Il popolo vive in intima unione con gli elementi
primordiali dell'esistenza. È cresciuto con la terra, sulla terra cammina,
lavora, da essa trae le sue possibilità di vita. Inserito nel grande ordine
della natura, nel ritmo alterno della luce e della vegetazione, sente, forse
senza saperlo esprimere, la vivente unità dell'universo.
Per quanto miserabile e peccatore, il popolo
rappresenta l'umanità autentica ed è sano e forte nonostante il suo avvilimento
perché è inserito nella stessa struttura fondamentale dell'esistenza, mentre
l'uomo colto, l' “occidentalista", che ha voluto emanciparsi, ha perso
ogni naturale appoggio, e vive in un clima artificioso e malato.
L'uomo del popolo vive invece nel gran circolo del
sangue, e come parte di una famiglia, di un gruppo, dell'umanità, è percorso
dalla corrente della vita collettiva. Egli è preso dal complesso degli
avvenimenti nei quali si compie il destino e non ha alcuna possibilità di
sottrarvisi, ma non sente, del resto, il bisogno di farlo. Così la sua vita è tutta
colmata dalle realtà fondamentali dell'esistenza, dalle cose di tutti i giorni,
da gioie e dolori semplici ma ricchi di ciò che è essenziale.
Il popolo è ancora l'uomo immediato, in cui
l'unità non si è spezzata. Non riflette; accetta l'esistenza come gli è data.
Non pensa e non sente in modo astratto, ma per immagini e avvenimenti. Non
segue una dottrina, parte dalla situazione concreta, lo hic et nunc. In lui
l'istinto è ancora infallibile, perciò sa orientarsi e distinguere. Le forze
dell'intuizione sono ancora intatte. Conosce il linguaggio simbolico delle cose
e in forma di visione può essergli ancora rivelato il senso dell'universo. È
saggio e veggente; gli sono maestre le tacite potenze creative.
Così il popolo, e l'uomo del popolo, vive l'integra
realtà dell'esistenza.
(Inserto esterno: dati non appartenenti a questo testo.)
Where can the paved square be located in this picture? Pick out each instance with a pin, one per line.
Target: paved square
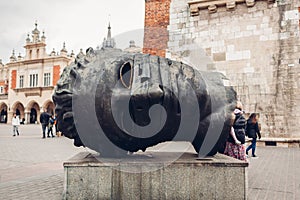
(32, 167)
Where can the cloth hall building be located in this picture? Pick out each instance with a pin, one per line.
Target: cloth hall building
(27, 82)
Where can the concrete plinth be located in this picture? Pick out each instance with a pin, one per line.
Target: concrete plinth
(218, 177)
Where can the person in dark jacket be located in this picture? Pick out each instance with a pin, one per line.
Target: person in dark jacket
(252, 131)
(44, 120)
(233, 148)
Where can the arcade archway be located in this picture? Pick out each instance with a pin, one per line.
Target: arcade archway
(3, 113)
(18, 108)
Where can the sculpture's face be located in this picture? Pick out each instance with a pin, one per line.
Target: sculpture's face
(107, 100)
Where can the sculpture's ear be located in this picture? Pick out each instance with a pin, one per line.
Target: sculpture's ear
(126, 74)
(90, 51)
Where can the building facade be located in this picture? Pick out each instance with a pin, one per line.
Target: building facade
(256, 44)
(27, 83)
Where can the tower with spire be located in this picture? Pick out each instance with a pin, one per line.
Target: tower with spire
(35, 47)
(108, 42)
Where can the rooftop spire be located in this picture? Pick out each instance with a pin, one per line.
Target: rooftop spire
(108, 42)
(109, 32)
(36, 33)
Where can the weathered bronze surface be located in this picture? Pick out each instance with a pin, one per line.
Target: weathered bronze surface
(95, 93)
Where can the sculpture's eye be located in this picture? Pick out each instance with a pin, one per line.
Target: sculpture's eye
(126, 74)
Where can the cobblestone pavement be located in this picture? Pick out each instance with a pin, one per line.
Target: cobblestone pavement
(32, 167)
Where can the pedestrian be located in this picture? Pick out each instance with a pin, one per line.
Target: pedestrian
(50, 126)
(252, 131)
(44, 120)
(15, 122)
(235, 143)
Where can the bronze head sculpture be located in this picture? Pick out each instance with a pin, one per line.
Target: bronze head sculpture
(113, 102)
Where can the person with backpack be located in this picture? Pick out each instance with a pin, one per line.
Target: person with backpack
(252, 131)
(50, 126)
(235, 143)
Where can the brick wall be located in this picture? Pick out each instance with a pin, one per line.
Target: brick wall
(257, 48)
(56, 75)
(13, 79)
(156, 36)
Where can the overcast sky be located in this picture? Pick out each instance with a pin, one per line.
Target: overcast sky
(79, 23)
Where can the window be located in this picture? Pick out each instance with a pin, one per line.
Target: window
(33, 80)
(47, 78)
(21, 81)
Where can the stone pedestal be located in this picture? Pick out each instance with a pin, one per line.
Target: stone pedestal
(217, 177)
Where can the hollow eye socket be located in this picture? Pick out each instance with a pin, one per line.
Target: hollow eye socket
(125, 75)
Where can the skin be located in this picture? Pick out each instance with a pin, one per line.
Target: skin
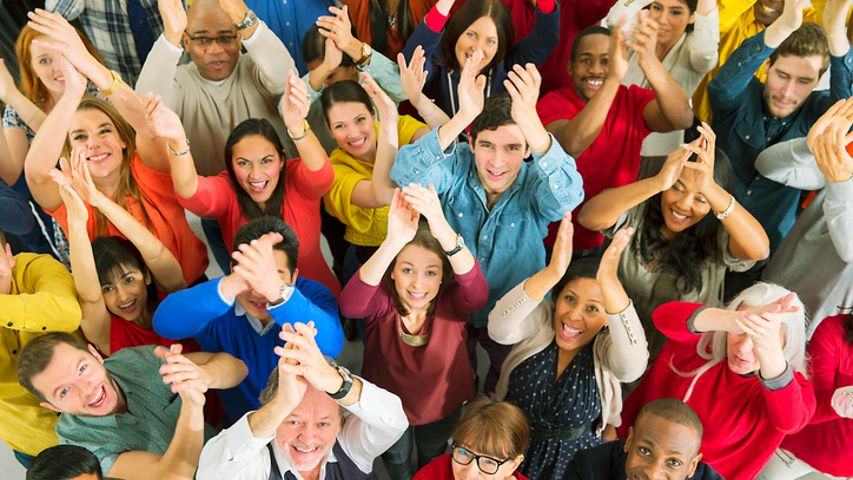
(352, 126)
(661, 450)
(257, 166)
(76, 382)
(481, 35)
(790, 80)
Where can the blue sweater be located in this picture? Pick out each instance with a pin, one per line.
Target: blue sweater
(201, 313)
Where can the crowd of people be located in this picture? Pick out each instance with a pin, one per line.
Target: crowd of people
(638, 214)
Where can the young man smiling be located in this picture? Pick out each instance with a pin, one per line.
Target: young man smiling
(500, 204)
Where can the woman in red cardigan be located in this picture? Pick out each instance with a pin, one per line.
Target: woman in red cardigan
(742, 370)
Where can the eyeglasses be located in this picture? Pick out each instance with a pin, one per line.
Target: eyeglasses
(487, 465)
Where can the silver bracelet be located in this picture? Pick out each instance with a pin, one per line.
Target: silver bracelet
(728, 211)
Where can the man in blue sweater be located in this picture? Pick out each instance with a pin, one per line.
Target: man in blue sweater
(242, 313)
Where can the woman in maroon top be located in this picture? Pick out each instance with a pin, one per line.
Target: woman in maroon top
(415, 312)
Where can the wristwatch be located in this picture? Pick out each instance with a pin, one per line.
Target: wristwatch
(346, 375)
(460, 242)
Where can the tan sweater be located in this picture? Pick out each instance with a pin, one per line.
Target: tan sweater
(210, 110)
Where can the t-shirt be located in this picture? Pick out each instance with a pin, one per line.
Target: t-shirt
(364, 226)
(613, 159)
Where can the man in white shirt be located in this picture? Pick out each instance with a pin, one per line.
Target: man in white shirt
(300, 433)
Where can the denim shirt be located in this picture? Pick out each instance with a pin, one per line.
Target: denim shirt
(745, 127)
(506, 240)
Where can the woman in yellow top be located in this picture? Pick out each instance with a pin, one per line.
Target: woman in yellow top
(363, 189)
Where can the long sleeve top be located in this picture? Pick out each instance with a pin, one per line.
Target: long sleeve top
(210, 110)
(441, 83)
(514, 227)
(744, 128)
(375, 422)
(620, 350)
(825, 443)
(820, 240)
(434, 379)
(745, 417)
(42, 299)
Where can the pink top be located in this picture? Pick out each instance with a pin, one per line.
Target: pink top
(432, 380)
(303, 192)
(744, 421)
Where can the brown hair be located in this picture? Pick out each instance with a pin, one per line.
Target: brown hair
(807, 41)
(37, 355)
(498, 429)
(424, 239)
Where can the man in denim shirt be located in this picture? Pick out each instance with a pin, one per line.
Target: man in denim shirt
(500, 204)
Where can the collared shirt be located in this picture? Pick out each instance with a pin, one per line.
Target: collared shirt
(373, 424)
(506, 239)
(744, 128)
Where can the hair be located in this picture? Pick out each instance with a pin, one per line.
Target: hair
(64, 462)
(496, 113)
(314, 47)
(112, 254)
(37, 355)
(260, 226)
(672, 410)
(712, 345)
(807, 41)
(263, 128)
(497, 429)
(593, 30)
(31, 86)
(345, 91)
(424, 239)
(688, 250)
(468, 13)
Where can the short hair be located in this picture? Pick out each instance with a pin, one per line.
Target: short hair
(496, 113)
(64, 462)
(37, 355)
(498, 429)
(260, 226)
(672, 410)
(807, 41)
(593, 30)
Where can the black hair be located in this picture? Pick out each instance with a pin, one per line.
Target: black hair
(64, 462)
(263, 128)
(687, 251)
(260, 226)
(593, 30)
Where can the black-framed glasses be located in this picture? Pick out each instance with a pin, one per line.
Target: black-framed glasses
(487, 465)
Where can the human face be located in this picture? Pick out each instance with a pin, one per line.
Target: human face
(481, 35)
(126, 293)
(661, 450)
(215, 59)
(353, 126)
(499, 154)
(417, 276)
(673, 17)
(767, 11)
(257, 166)
(591, 65)
(253, 302)
(104, 148)
(682, 205)
(578, 314)
(45, 63)
(76, 382)
(790, 80)
(308, 434)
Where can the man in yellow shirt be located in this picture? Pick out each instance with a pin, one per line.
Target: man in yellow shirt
(36, 296)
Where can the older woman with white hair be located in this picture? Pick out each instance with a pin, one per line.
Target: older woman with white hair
(742, 369)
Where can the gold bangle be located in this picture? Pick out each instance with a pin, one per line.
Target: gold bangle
(114, 86)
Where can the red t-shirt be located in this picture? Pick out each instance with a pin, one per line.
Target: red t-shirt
(613, 159)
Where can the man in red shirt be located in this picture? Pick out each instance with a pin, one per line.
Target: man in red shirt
(603, 123)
Questo però fa sì ch'egli le sia completamente
abbandonato e ne debba sopportare tutto il peso.Tuttavia egli non si domanda se
questo peso sia giusto. La vita c'è, con tutta la sua gravezza, e l'uomo
semplice non conosce ancora i vari modi, le tecniche per sottrarvisi. La
sopporta semplicemente ed in questo è grande.
Il popolo è abbandonato, tribolato, oppresso. Sarà
anche astuto, ma non cesserà per questo di essere prigioniero della vita. C'è
anche molto male nel popolo:accanto ad un'allegria infantile e ad una bontà
delicatissima, ci sono passioni che si scatenano fulminee e possono crescere
sino ad un insensato furore. Cattiveria e violenza imprevedibile, furore
bestiale, crudeltà spietata, ubriachezza, insensibilità, corruzione, tutte le
potenze del male operano in lui e tuttavia, anzi persino in questo, il popolo è
"buono come un fanciullo".
In fondo Dostojevskij, come tutti i romantici, ne
fa un essere mitico. Il popolo di cui egli parla sono gli uomini che vediamo
tutti i giorni, ma dietro ad essi si entra, in un'altra sfera, in un ambito
originario ed essenziale e gli uomini reali sono "popolo" nella
misura in cui si rivelano la presenza di questa altra sfera.
(…)
Dostojevskij, infatti, fu senza dubbio uno dei più
grandi romantici. Ma il suo popolo non è una figurazione romantica in senso
superficiale. A parte il fatto che vi si manifestino alcuni aspetti essenziali
della concezione cristiana del mondo, questo popolo non è per nulla
idealizzato, ma visto in una luce molto realistica — ove non si intenda per
realismo una realtà nuda e spoglia, della quale Dostojevskij direbbe ch'essa è
povertà e aridità del poeta. Il popolo è visto da lui in tutta la sua sozzura,
nei suoi vizi, nella sua depravazione e ignoranza; torpido, avido, dedito
soprattutto in modo ripugnante al bere. Tuttavia è "popolo di Dio".
La sua esistenza non è giudicata santa per se
stessa — ove Dostojevskij sembra incline a crederlo, lì egli soggiace al suo
panslavismo metafisico — ma essa in ogni suo aspetto è aperta alla santità;
immediatamente di là dai suoi confini c'è Dio. Può accadere allora da un
momento all'altro che l'individuo più corrotto, standosene mezzo ubriaco in una
taverna, si metta a parlare di Dio e del senso dell'esistenza con tanta
profondità che non si può fare a meno di ascoltarlo.